Nella capitale Kabul molti abitanti sono scettici, ma il governo locale si mostra ottimista: “Il processo di transizione è irreversibile – spiega il portavoce del ministero della Difesa Gen Zahir Azimi -. Gli afghani hanno scelto di assistere a questo processo, consapevoli dei sacrifici da compiere”.

Sette le aree scelte – quelle considerate relativamente sicure – per la prima fase della transizione, che ha impresso un’accelerazione alle operazioni di addestramento da parte dei militari dell’Isaf. Le nuove leve vengono reclutate in modo rapido. Per i soldati stranieri, una vera sfida: “La sfida maggiore consiste nel fatto che arrivano da tutto l’Afghanistan – spiega l’ufficiale statunitense incaricato di addestrare i militari locali -. Provengono da tribù diverse, parlano lingue diverse, hanno culture diverse”.

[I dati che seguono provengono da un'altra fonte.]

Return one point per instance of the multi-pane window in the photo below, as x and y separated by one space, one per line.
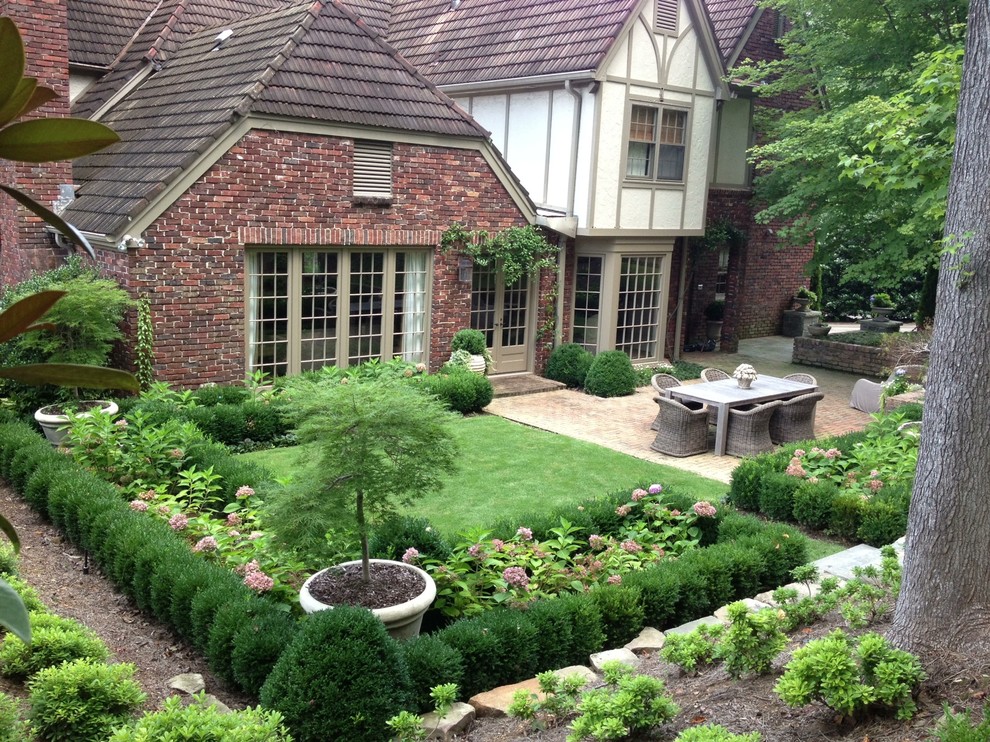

Nad Ali, nella provincia meriodionale di Helmand era considerata una roccaforte dei Taleban. I militari britannici assicurano che le condizioni della sicurezza sono migliorate, qualcuno non nasconde perplessità, come il tenente colonnello Ahadi Khan:

“Credo che al momento qui ci siano pochi uomini – dice -. Il prossimo anno il numero aumenterà. Solo a quel punto non avremo più bisogno dei militari stranieri”.

La Nato conta attualmente su circa 130.000 soldati in Afghanistan, due terzi sono statunitensi. E il contingente di Washington è quello che ha subito le maggiori perdite, seguito da quello britannico. Che proprio alla vigilia dell’avvio della transizione ha subito la sua ultima perdita. Un soldato ucciso da un uomo che indossava l’uniforme dell’esercito afghano.